Cressida looked at her with no expression at all. "Shall we sit in the game room? Everything's set up in there. I'm afraid the boys and I have been playing three-handed bridge in there since five." She smiled gently. "But the cards are all warmed up."
To Quill's relief, the game room was brightly lit. It was the dimness in the rest of the house, she decided, that had put her so off-balance. A card table with a battered green felt cover had been drawn up before a cold fireplace. Quill sat in the scorekeeper's position, noting idly that East/West had been badly set by North/South three rubbers in a row in the three-handed game that afternoon. One of the games had been a grand slam: seven no-trump, doubled. Ouch.
"If you wouldn't mind," Cressida said, "David and I will play North/South. I had the worst luck this afternoon."
"I can see that," said Meg irrepressibly.
Meg and Quill were down by a thousand points when the dove-gray maid appeared at the game room door with the portable phone on a tray. Cressida took the call. She said "yes," "no," and "I see." For a long moment, she remained perfectly still. Then, "Please call the police. I'll send Mr. Hawthorne." She set the phone back on the tray for the waiting maid and sat relaxed until she'd gone out of the room. "You might as well know this. It's going to be in the newspapers tomorrow morning." She sighed. "And the television news, too, I expect. The boys took their two friends over to their fathers' home. I think they were planning a visit to Au Bar." A slight grimace flitted across the perfect face. "At any rate, there's a great deal of blood in Verger's study. And Verger himself has disappeared."
-8-
"I knew it. I just knew it." Quill put the Mercedes in reverse and eased down the driveway. "Didn't I tell you that someone was going to get Verger Taylor?"
"There's no body," Meg pointed out. She leaned back in the seat. "What an evening."

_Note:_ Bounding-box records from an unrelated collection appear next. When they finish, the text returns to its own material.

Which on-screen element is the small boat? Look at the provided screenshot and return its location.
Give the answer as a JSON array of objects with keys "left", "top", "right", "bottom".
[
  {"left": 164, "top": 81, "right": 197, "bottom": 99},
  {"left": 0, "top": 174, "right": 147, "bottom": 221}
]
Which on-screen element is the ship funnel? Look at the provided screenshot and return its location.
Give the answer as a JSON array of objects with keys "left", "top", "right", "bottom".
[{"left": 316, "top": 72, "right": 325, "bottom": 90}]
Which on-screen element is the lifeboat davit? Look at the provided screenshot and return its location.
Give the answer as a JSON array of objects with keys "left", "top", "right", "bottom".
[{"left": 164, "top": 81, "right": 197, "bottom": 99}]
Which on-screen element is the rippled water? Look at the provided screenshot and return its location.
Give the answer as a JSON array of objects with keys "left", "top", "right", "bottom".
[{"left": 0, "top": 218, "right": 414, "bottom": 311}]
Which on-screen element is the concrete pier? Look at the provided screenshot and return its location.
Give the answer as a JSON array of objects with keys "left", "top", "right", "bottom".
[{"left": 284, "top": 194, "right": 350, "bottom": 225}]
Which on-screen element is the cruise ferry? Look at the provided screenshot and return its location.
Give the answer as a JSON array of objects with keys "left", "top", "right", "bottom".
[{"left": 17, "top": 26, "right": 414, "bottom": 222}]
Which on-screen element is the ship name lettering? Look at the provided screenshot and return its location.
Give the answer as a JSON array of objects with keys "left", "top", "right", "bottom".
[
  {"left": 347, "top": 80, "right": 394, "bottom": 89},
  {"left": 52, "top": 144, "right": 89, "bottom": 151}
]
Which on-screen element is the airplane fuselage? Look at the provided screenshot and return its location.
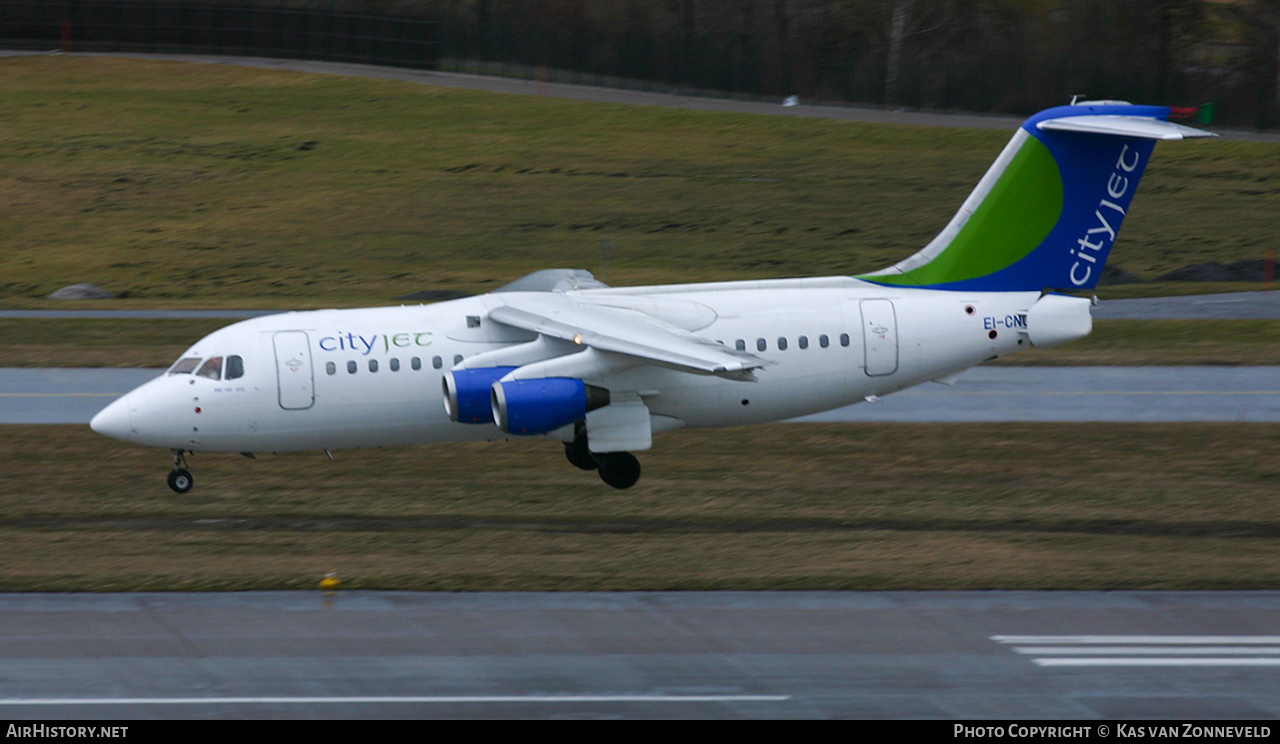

"It was awful. Did you pick up the message I did?"
"That we were harpies after the gold-dust twins? Yeah." Meg stared up at the sky. There was a frosty nimbus around the moon. The air was heavy. They drove in silence for some moments. Meg said, "What do you suppose she's doing now?"
"Cressida? Calling a platoon of lawyers, I expect. She couldn't be as unconcerned as she appeared. Evan and Corrigan found the body... "
"There wasn't a body," Meg said.
"Or the blood, rather, and you can be that the media will be on this like a flock of pigeons after bread crumbs in central Park. They always are."
"How much blood do you suppose there was?"
"Meg!" She reached the road, stopped, and put the car in drive.
"I mean, was the place awash with it? Was it human blood? Was it little drops that might come if you'd cut yourself and driven to the emergency room?"
Quill didn't answer for a moment. She pulled onto the road and drove in silence, then said. "There was a security guard, surely."
"Was there?" They looked at each other. Meg raised her eyebrows. "You know, we're coming up on his house in a moment. Let's go find out."
"We can't interfere in a police investigation."
"Quill, we've investigated how many murderers?"
"Four," said Quill glumly. "And a dozen corpses."
"And we've never worried about interfering in a police investigation before."
"Myles was in charge of almost all of those cases, Meg. I hardly think that the police here in Florida are going to welcome the services of two amateur detectives." She slowed. They were approaching Verger Taylor's mansion. The two gold lions shone brightly in the glare of the Mercedes's headlights.
"There's no one there!" Meg said in surprise.
"We were closer to the house than the Palm Beach County police," Quill pointed out. "They haven't had time to get here yet."